La traición se hace más oscura pasada la medianoche, cuando uno se quedó solo en su cocina mirando los minutos pasar. Azabache, vuelve para esconderse tras el perdón y las excusas que ya nadie compra (que ya nadie debería comprar). Vuelve para reirse de él con lágrimas de risa en los ojos y llenarlo de una memoria que ya no va a volver a funcionar porque los momentos ya no serán y el resto será ficción. Vuelve porque para irse hay que haber estado en algún momento, uno real (este sí). Entonces la traición se hace amiga del miedo y nadie quiere estar solo en la ciudad, nadie quiere escucharlos en sus pasos porque esa es ahora la única realidad.

"¿Seguís escribiéndome cartas?". Se detuvo y la miró casi esperanzado.

"Ya no, aunque de a ratos pienso en hacerlo. Después me acuerdo de ella, que nos rompió el corazón un poco a los dos, y ya no tengo ganas. Yo también caminé demasiadas baldosas". Se miraron sabiendo qué decirse pero sin hacerlo, congelados en la ventisca y el desamor de tiempos difíciles. Se está tanto más solo en la ciudad caminando de las manos que mirándose fijo, y nadie quiere estar solo.

La moneda seguía girando, ahora al compás de ese silencio que dolía casi tanto como el frío. La ciudad empezaba a amanecer sin ganas, como si borrarse fuera más fácil para todos. Aunque todavía había calles sin caminar y muchas de las luces jamás habían prendido, muchas otras ya eran baldosas que jamás volverían a desandarse. Llenas de miedos, llenas de momentos reales o de lágrimas que eran traición, las calles ya no estaban en silencio.
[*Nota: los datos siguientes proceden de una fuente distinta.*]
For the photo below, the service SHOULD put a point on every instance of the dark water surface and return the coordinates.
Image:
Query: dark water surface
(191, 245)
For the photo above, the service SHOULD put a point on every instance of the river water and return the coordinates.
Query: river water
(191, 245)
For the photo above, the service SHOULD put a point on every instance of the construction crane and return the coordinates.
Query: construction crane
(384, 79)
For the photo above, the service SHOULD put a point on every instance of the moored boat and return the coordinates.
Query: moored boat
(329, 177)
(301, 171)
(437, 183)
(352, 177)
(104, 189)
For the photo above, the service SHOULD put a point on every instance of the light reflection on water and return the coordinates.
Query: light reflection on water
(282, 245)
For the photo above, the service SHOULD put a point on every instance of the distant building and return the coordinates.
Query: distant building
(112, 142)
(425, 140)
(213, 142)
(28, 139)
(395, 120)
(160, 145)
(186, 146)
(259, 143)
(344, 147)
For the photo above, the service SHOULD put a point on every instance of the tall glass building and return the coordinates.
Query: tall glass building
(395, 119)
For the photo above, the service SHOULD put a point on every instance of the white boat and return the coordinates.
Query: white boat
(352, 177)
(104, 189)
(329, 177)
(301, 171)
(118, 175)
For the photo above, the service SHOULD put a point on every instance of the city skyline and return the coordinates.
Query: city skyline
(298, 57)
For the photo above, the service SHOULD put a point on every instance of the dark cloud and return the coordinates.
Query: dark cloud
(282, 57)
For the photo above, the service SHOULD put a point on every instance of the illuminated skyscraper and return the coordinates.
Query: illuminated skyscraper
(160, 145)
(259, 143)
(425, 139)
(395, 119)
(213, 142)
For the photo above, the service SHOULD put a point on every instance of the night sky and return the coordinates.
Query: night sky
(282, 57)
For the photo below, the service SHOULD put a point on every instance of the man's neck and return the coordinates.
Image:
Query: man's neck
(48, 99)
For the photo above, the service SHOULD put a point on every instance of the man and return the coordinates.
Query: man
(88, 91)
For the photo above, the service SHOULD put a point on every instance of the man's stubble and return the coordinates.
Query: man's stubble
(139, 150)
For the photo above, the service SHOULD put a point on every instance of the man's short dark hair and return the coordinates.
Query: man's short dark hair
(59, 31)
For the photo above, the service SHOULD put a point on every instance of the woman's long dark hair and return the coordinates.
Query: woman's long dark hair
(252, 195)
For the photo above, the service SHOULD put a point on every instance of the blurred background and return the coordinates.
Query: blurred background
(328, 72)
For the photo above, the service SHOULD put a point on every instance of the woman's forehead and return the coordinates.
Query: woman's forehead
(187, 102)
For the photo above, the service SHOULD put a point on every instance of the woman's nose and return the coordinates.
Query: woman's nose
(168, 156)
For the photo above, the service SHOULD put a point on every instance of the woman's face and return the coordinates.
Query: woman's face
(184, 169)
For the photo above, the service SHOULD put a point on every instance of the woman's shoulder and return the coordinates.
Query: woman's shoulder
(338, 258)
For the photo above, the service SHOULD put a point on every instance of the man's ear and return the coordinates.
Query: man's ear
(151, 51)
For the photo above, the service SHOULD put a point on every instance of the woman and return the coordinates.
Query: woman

Giraba cada vez más lento, casi sin sentirlo, una moneda cualquiera a la izquierda de unos zapatos angustiados cualquiera, en una esquina cualquiera. Despertaba la ciudad entre la bruma de madrugada y los pasos apurados chocaban los zapatos angustiados, tocaban la moneda que ahora caía dorada en donde los bares cerraban a las tres. Ellos nunca dejaron de mirarse: nadie quiere estar solo en la ciudad, aunque no esté fría. En realidad, nadie quiere estar solo.

viernes, 26 de febrero de 2010

Son esos que no saben esperar.

Papeles inesperados son esos que te sorprenden mientras viajás en colectivo mirando por la ventana. Algunas veces son esos que estabas buscando y no llegan hasta muy entrada la madrugada; otras, son algunos pensamientos que, arrinconados entre tanto papelerío mental, no podemos ver.

"Papeles inesperados" también es un libro de Cortázar que recopila escritos inéditos encontrados en un cajón de su escritorio. Papeles inesperados son los que no te dejan dormir, los que quieren convertirse en tinta, los que buscan escapar de un cuaderno.

Papeles inesperados son esos que no saben esperar porque necesitan empezar a ser. Te piden un teclado o una lapicera estés donde estés. Te piden un cuaderno o una servilleta porque necesitan salir al mundo, devorarse las palabras y multiplicarse en letras. Te piden ser verso y prosa, rima y punto a parte. Los papeles inesperados te piden ser porque, desesperados, son esos que no saben esperar.

Papeles inesperados son los que quieren escapar a toda cárcel, a los prejuicios del mundo. Son la ansiedad del que escribe y la curiosidad del que lee. Los papeles inesperados son el asombro y el suspenso de no saber qué esperar cuando llegan a tus manos. Inesperados, impredecibles, son el alivio de los que no sabemos esperar.